Renal
Dr Jonathan H. Erlich
The Renal research group led by Dr Erlich is based in the Prince of Wales Hospital. The main focus of the group has been investigations of the protease coagulation cascade, protease activated receptor (PAR) signaling, and the contribution of these factors to acute and chronic inflammation in renal disease. Renal ischaemia reperfusion (IR) injury is an important clinical problem that may occur in association with acute renal failure and following renal transplantation. In organ transplantation renal IR is now recognized as an important contributor to delayed graft function and increased risk of chronic allograft nephropathy, leading to premature graft loss and return to dialysis. Identification of factors leading to reduction or prevention of reperfusion injury is likely to have significant clinical benefits.
We have utilized pharmacological intervention in genetically modified mice to examine the role of the tissue factor-thrombin-PAR-1 system and its contribution to renal IR injury. Our studies have shown that inhibition of thrombin with a specific thrombin inhibitor, hirudin, and deficiency of tissue factor (TF) or PAR-1 leads to improved outcome in mice undergoing renal IR injury. This effect is at least in part due to reduced neutrophil infiltration and CXC-chemokine expression, and possibly reduced apoptosis. As these changes are largely independent of fibrin, non-anticoagulant strategies may potentially be useful to reduce renal IR injury.
We have tested this hypothesis by using a PAR-1 inhibitor (SCH79797) that does not affect activation of coagulation and shown this to be an effective strategy to reduce renal ischaemia reperfusion injury. This providing direct evidence that a pharmacological strategy to modify the TF-PAR-1 system can be achieved with out affecting activation of coagulation.

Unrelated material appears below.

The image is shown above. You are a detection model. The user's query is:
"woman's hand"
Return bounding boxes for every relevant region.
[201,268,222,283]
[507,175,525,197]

More recently we have shown that the cytoplasmic domain of the TF molecule can be anti-inflammatory. Mice with a deficiency of the cytoplasmic domain of TF developed relatively more severe renal IR injury. This was in association with increased PAR-1 expression. Blockade of PAR-1 with a pharmacological approach reduced their renal injury to levels similar to that in wild type mice.

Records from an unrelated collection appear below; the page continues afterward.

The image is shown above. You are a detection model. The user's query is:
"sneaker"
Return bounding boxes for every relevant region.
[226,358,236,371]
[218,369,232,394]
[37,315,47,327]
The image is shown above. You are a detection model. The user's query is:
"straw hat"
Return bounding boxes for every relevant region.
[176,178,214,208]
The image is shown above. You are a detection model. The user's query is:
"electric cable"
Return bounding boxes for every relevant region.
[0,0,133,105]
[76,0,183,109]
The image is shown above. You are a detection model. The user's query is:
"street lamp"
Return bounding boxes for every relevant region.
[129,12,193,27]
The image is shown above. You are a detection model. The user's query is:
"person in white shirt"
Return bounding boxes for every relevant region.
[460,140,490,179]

Recent studies have suggested a role of PAR-1 in activation of the sphingosine-1 phosphate receptors (SIPr). There are at least 5 SIP receptors that upon activation provide a wide variety of pro and anti-inflammatory effects as well as an ability to regulate T cells trafficking. The ability of PAR-1 activation to produce differential effects according to the pattern of SIP receptor activation provides an important new avenue of investigation and potential therapeutic opportunities.

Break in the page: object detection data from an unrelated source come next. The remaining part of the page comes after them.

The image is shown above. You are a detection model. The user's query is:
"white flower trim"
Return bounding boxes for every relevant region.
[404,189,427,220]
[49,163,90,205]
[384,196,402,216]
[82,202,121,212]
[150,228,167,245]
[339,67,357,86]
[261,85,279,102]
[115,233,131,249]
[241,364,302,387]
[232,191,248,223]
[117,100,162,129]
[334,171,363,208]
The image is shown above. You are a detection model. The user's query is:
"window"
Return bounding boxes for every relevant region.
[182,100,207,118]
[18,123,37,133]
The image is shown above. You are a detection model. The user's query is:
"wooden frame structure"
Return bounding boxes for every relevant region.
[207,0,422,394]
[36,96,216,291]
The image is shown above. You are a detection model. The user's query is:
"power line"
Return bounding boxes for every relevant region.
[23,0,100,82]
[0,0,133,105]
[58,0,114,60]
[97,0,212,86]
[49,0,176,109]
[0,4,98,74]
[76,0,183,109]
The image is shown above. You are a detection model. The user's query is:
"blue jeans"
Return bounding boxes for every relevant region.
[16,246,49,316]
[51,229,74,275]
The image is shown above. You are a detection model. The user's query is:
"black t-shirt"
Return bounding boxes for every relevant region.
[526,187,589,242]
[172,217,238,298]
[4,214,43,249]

During 2007 we have looked at other potential mechanisms by which PAR-1 may regulate renal IR. PAR-1 at least in part regulates the antiangiogenic molecule thrombospondin expression that has been shown to be an important effector system in renal IRI.
In a model of chronic renal injury we demonstrated that PAR-1 contributed to the regulation of epithelial to mesenchmyal transformation (EMT). As mice expressing low TF and therefore have reduced thrombin production were not similarly protected this suggested that thrombin mediated activation of PAR-1 per se was not essential to the development of renal scaring and some other PAR-1 dependent system was operative. MMMP-1 and plasmin have been suggested as other biologically relevant activators of PAR-1. Our data suggested the mouse homologue of MMP-1 was not increased and taken with recent studies of other showing plasmin may activate PAR-1 suggests at least in part plasmin may be acting via PAR-1
Our mouse heart studies have shown that TF may regulate postnatal angiogenesis in a sex dependent manner. Prepubertal (4week old male) low TF mice displayed reduced levels of myocardial visualization in association with reduced angiopoeitin (Ang) -2 and VEGF compared to WT mice. ANG-2 and VEGF are recognized as critical growth factors for postnatal angiogenesis. Female low TF and WT mice at the same age showed no significant differences.